Un petit rire fusa. L’honorable Reginald Ashton, discret et secret, se réjouissait en soi-même. Et sa femme, curieuse, s’en étonna :

— Reggie, cher ! pourquoi êtes-vous si gai ?

Mr. Ashton considéra Mrs. Ashton :

— Je pense, Grace, chère… je pense au Grand Puits, qui est dans cette île…

— Est-ce si drôle ?

— Eh ! oui… parce que vous avez entendu notre noble ami, lord Nettlewood : il pense que cette île au Grand Puits est érigée au-dessus d’un gouffre véritable.… donc, que l’eau de la mer, — l’eau salée, — entoure les bases de l’île, les fondations, si j’ose dire, jusqu’à je ne sais quelles profondeurs… l’abîme de l’Apocalypse, chère !… songez-y… Or, d’autre part, le capitaine Patrick O’Kennedy, Dieu le sauve ! m’a dit tout à l’heure, et vous a dit à vous-même, devant moi, que cette même île enferme un puits d’eau douce, donc, un puits qui ne communique pas avec l’eau salée de la mer… et que ce puits est si profond qu’on n’a jamais pu le sonder jusqu’au bout… tellement que ce puits s’appelle le Grand Puits, et que l’île en a tiré son surnom…

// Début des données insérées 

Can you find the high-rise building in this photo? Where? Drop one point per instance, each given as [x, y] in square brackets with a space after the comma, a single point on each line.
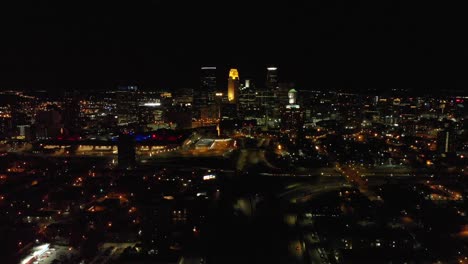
[233, 86]
[292, 120]
[126, 151]
[126, 100]
[446, 141]
[272, 78]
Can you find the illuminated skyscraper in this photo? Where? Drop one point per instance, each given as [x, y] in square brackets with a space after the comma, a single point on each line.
[272, 78]
[233, 86]
[205, 94]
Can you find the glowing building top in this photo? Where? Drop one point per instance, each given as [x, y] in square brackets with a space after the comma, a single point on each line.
[233, 74]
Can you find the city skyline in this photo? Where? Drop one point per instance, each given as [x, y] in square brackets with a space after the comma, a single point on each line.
[315, 45]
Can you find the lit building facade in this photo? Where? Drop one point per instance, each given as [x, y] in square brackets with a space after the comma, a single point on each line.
[233, 86]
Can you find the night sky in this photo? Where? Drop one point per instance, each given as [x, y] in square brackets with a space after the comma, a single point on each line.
[162, 44]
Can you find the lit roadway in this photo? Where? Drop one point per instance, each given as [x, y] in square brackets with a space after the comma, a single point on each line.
[353, 175]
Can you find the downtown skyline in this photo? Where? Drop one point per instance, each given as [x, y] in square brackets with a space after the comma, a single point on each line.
[162, 45]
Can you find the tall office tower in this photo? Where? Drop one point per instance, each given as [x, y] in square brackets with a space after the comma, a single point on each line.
[233, 86]
[126, 151]
[272, 78]
[292, 120]
[446, 141]
[204, 95]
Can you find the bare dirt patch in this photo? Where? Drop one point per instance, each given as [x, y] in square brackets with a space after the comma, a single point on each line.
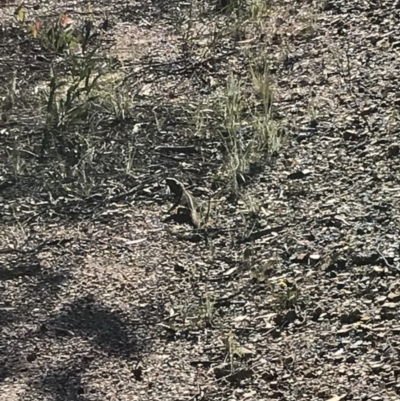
[281, 119]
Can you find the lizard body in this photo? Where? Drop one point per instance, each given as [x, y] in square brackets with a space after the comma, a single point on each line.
[185, 199]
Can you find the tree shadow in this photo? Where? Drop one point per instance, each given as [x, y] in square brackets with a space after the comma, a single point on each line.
[105, 329]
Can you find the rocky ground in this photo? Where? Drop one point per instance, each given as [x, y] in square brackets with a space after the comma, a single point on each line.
[291, 291]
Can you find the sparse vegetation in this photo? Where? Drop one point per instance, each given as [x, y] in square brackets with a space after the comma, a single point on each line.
[274, 271]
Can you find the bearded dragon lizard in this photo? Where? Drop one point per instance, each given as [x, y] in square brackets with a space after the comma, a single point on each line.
[190, 205]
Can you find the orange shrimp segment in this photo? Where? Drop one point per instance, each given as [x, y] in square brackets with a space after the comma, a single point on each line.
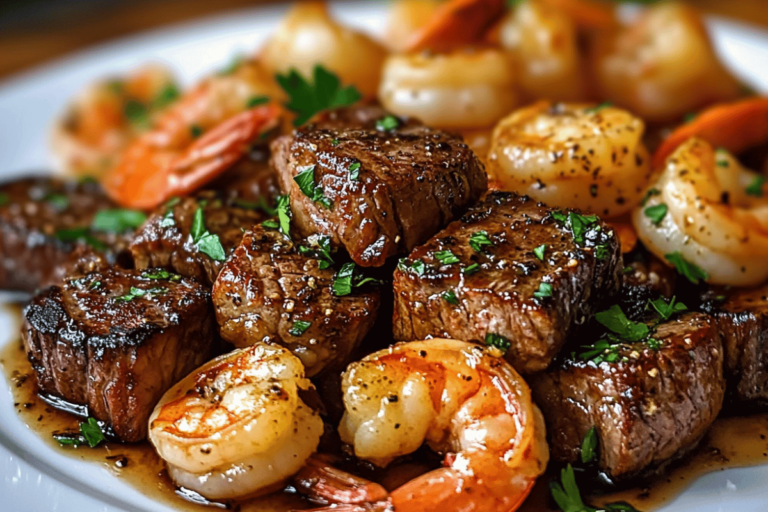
[149, 174]
[457, 23]
[733, 126]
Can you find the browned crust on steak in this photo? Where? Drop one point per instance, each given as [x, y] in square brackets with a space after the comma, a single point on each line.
[499, 298]
[267, 285]
[648, 408]
[117, 357]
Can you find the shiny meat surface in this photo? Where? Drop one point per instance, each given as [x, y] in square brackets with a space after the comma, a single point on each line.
[648, 407]
[269, 291]
[742, 319]
[43, 227]
[497, 290]
[117, 340]
[165, 238]
[378, 193]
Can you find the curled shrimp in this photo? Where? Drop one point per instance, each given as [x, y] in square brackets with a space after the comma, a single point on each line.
[572, 156]
[662, 66]
[463, 402]
[198, 138]
[106, 116]
[714, 213]
[467, 89]
[237, 426]
[308, 36]
[544, 42]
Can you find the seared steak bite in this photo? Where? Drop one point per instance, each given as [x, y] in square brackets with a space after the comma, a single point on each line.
[272, 289]
[116, 340]
[510, 269]
[43, 221]
[651, 404]
[742, 319]
[376, 192]
[192, 244]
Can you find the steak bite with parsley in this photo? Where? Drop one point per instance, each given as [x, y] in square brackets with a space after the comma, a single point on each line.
[638, 398]
[46, 224]
[511, 273]
[291, 293]
[192, 235]
[115, 341]
[377, 188]
[742, 319]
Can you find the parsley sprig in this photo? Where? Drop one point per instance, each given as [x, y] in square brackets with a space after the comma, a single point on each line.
[309, 98]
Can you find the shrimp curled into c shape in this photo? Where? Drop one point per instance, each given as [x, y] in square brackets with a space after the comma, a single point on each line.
[463, 402]
[710, 216]
[237, 427]
[572, 156]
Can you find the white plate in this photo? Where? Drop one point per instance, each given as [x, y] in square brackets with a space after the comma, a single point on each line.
[38, 479]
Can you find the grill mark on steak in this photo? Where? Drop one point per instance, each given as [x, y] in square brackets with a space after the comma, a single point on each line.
[649, 408]
[31, 255]
[267, 285]
[116, 356]
[169, 245]
[499, 298]
[412, 181]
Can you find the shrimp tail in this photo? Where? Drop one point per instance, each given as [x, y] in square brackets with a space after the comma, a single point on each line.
[322, 483]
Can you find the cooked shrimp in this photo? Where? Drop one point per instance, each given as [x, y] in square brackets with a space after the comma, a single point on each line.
[237, 426]
[199, 137]
[573, 156]
[662, 66]
[715, 215]
[463, 402]
[405, 18]
[106, 116]
[470, 88]
[308, 37]
[544, 43]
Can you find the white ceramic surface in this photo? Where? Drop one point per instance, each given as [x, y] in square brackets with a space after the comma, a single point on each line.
[35, 478]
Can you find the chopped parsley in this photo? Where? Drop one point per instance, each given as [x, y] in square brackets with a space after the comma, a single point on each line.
[354, 171]
[325, 92]
[450, 297]
[656, 213]
[387, 123]
[299, 328]
[544, 291]
[568, 497]
[138, 292]
[90, 434]
[478, 240]
[206, 242]
[118, 220]
[498, 341]
[347, 278]
[691, 272]
[446, 257]
[756, 187]
[589, 446]
[471, 269]
[306, 182]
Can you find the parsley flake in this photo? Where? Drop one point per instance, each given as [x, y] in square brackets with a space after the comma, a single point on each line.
[691, 272]
[307, 99]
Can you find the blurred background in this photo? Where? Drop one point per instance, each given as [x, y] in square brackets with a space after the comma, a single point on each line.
[34, 31]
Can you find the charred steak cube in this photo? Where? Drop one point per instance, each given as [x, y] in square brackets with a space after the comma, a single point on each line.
[376, 192]
[742, 319]
[272, 289]
[192, 235]
[510, 271]
[43, 222]
[116, 340]
[649, 406]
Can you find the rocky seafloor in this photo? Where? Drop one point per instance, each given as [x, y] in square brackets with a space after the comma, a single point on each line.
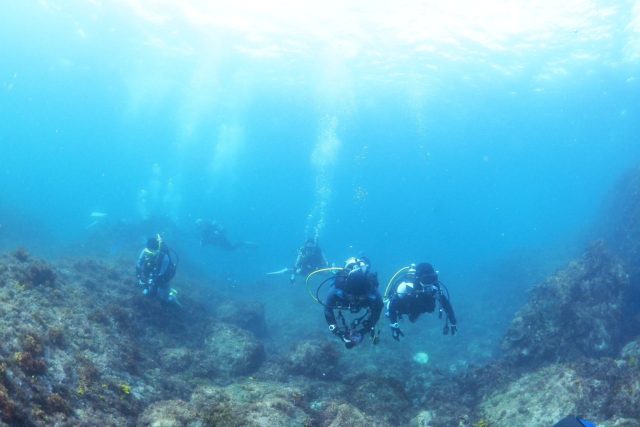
[80, 347]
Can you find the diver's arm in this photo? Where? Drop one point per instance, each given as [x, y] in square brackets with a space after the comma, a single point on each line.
[393, 309]
[329, 304]
[298, 262]
[375, 306]
[448, 309]
[164, 266]
[140, 267]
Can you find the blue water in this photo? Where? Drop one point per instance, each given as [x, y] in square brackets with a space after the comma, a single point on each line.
[483, 140]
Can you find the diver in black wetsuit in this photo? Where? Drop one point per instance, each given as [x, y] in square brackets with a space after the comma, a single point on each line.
[214, 234]
[155, 269]
[355, 288]
[417, 293]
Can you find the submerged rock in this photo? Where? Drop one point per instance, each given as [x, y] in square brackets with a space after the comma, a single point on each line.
[232, 351]
[381, 397]
[314, 359]
[537, 399]
[169, 413]
[345, 415]
[247, 315]
[577, 312]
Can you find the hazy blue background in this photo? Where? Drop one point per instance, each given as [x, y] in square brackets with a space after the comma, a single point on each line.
[480, 137]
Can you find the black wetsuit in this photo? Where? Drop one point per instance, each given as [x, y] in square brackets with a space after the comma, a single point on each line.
[154, 271]
[418, 300]
[356, 292]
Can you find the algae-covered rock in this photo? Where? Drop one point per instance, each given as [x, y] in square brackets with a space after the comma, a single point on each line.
[339, 414]
[383, 398]
[314, 359]
[537, 399]
[577, 312]
[247, 315]
[231, 351]
[251, 404]
[169, 413]
[176, 359]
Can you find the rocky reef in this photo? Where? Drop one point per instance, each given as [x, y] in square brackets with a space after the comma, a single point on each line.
[80, 346]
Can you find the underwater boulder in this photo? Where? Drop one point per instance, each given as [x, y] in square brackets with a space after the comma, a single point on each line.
[576, 313]
[251, 403]
[169, 413]
[314, 359]
[247, 315]
[381, 397]
[176, 359]
[232, 351]
[340, 414]
[537, 399]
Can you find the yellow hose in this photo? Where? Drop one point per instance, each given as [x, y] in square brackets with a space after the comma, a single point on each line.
[322, 270]
[393, 279]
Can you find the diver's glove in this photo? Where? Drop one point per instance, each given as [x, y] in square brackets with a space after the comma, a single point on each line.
[396, 332]
[453, 328]
[367, 325]
[335, 331]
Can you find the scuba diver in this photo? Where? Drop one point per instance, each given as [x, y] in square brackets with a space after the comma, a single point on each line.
[155, 269]
[310, 258]
[417, 293]
[355, 288]
[214, 234]
[572, 421]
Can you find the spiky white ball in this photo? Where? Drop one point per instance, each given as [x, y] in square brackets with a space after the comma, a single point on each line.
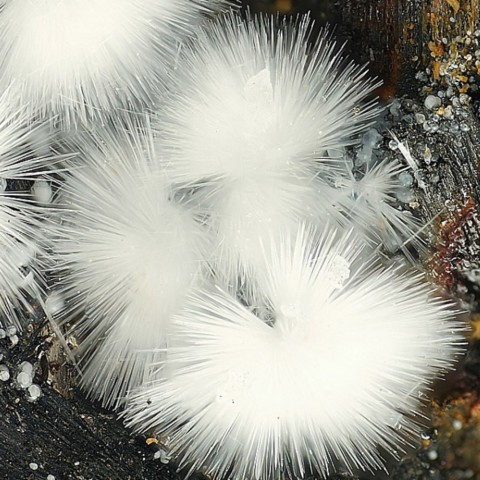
[126, 255]
[21, 230]
[79, 58]
[253, 96]
[252, 113]
[335, 374]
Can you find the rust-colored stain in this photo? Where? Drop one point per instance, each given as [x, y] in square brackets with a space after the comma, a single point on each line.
[455, 4]
[450, 240]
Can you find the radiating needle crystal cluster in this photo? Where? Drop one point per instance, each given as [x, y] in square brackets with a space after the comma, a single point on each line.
[208, 243]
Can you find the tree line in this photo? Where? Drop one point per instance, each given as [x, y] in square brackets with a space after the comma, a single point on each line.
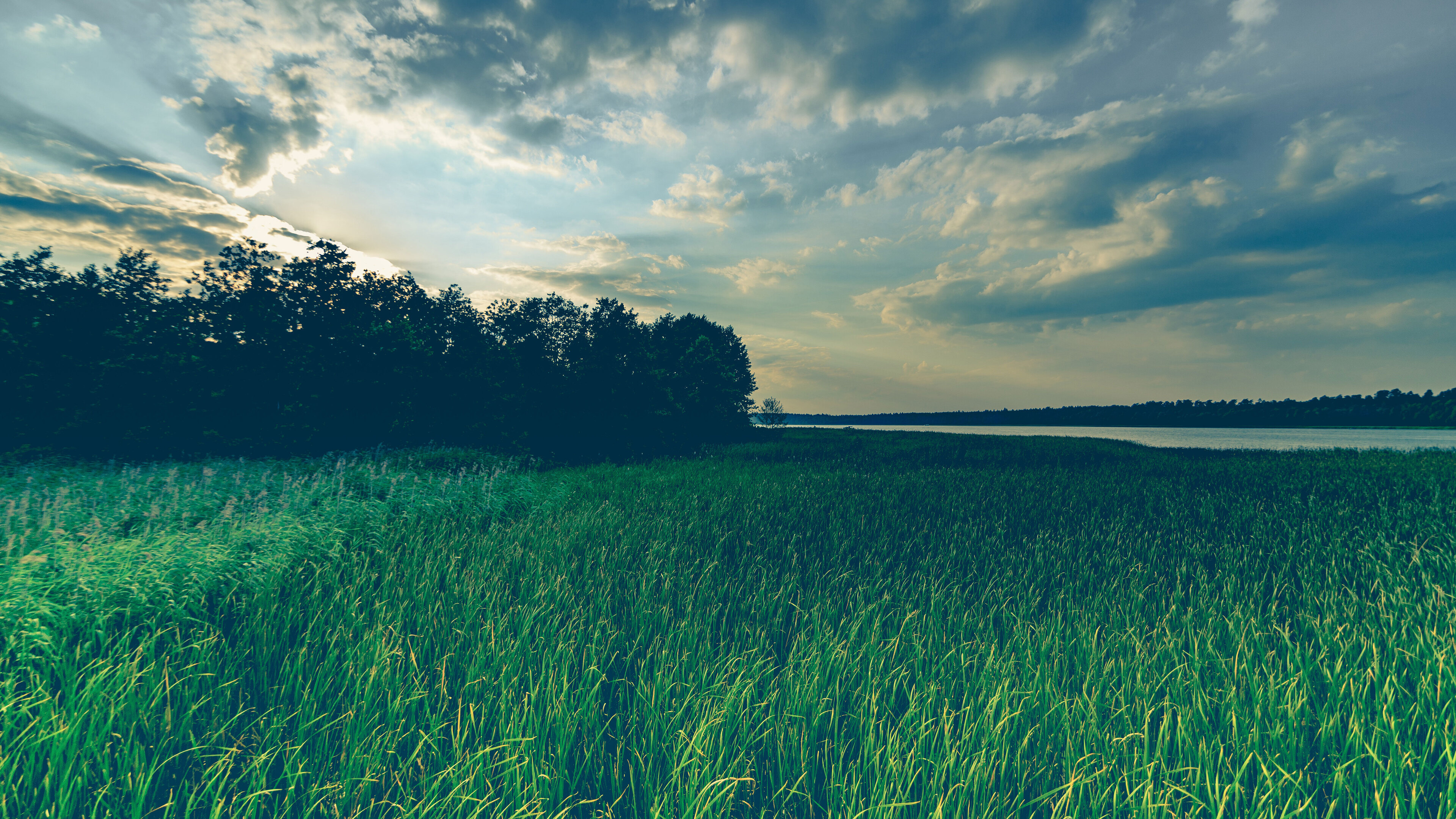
[1384, 409]
[260, 356]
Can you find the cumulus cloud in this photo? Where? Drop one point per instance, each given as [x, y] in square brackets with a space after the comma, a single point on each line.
[62, 28]
[774, 176]
[835, 321]
[705, 195]
[643, 129]
[753, 273]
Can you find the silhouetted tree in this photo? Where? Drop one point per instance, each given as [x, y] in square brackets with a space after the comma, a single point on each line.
[265, 356]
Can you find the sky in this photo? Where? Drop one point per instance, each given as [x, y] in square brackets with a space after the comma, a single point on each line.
[897, 205]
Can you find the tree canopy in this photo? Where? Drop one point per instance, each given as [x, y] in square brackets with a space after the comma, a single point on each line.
[265, 356]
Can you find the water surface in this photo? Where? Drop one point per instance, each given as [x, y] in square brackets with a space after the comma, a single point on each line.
[1208, 438]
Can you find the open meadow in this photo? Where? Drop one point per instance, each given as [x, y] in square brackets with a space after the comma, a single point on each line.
[830, 624]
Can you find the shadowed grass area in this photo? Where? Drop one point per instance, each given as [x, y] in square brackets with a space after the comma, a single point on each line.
[832, 624]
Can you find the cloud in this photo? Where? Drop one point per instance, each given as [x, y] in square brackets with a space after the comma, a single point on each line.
[139, 177]
[835, 321]
[870, 245]
[705, 196]
[890, 62]
[605, 266]
[47, 212]
[62, 28]
[774, 177]
[784, 362]
[1248, 15]
[1113, 213]
[753, 273]
[643, 129]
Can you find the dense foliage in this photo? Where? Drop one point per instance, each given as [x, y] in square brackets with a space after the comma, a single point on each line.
[311, 356]
[1385, 409]
[884, 626]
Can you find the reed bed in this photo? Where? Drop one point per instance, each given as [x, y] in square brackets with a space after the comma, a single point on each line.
[836, 624]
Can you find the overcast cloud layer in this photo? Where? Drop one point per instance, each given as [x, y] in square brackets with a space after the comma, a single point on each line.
[899, 205]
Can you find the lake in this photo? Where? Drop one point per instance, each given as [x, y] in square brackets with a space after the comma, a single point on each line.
[1208, 438]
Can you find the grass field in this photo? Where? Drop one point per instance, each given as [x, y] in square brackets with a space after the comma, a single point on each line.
[835, 624]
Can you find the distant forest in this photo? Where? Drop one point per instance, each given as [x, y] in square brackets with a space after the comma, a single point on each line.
[263, 358]
[1385, 409]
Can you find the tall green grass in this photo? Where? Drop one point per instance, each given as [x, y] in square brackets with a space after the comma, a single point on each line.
[838, 624]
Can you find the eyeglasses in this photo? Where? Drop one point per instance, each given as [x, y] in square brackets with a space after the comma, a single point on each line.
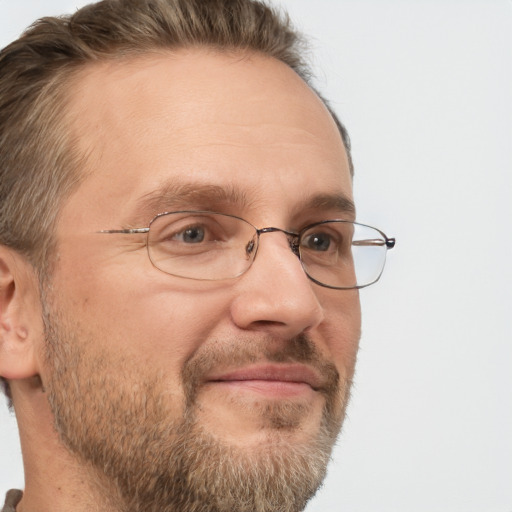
[210, 246]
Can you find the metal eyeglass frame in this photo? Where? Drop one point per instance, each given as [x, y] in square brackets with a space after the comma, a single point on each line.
[293, 239]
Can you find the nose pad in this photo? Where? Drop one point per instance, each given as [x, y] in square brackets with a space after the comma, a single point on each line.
[275, 294]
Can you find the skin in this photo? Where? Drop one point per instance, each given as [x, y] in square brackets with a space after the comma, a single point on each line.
[236, 121]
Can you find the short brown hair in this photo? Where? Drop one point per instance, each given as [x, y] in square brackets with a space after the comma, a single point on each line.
[38, 163]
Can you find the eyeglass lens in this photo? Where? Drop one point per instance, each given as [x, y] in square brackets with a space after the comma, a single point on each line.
[214, 246]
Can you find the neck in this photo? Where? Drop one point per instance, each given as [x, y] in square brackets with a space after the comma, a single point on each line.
[55, 481]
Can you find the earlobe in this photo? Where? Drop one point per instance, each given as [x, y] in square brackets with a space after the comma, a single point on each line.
[20, 317]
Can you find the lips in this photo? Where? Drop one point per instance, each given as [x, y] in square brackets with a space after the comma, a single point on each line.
[270, 375]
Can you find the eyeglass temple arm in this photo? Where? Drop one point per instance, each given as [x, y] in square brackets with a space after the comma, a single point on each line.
[389, 242]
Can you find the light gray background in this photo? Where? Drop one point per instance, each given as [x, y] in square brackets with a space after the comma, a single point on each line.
[425, 88]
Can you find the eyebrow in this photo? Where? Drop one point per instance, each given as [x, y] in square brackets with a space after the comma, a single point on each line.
[174, 196]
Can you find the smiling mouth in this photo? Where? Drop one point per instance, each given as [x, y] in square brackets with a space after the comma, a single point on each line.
[272, 380]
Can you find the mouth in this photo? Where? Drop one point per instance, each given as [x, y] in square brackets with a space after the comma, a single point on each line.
[270, 380]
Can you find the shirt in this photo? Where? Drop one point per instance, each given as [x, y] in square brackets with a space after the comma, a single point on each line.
[12, 498]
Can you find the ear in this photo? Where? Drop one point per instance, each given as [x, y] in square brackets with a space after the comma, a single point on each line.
[21, 325]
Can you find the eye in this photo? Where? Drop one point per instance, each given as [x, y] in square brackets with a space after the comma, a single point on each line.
[191, 235]
[319, 242]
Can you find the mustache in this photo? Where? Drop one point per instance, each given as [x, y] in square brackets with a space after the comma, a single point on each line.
[245, 351]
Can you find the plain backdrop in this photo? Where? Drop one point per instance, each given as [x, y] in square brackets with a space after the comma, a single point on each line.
[425, 89]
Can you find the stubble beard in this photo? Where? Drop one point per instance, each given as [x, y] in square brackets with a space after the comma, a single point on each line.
[143, 457]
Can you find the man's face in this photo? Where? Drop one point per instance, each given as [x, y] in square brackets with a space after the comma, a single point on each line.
[182, 391]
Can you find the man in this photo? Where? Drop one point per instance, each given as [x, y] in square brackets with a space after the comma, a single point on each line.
[179, 267]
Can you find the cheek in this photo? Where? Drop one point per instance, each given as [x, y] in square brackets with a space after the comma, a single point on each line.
[342, 330]
[156, 319]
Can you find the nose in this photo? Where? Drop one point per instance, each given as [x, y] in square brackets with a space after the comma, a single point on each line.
[275, 295]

— Oui dà ? Eh bien donc ? c’est cela que vous trouvez risible ?

— En vérité, c’est cela même ! affirma Mr. Ashton, qui ne riait plus que du bout des lèvres : parce que j’ai songé tout à coup qu’un tel grand puits pouvait bien être, Dieu nous sauve ! le propre Grand Puits de la Vérité !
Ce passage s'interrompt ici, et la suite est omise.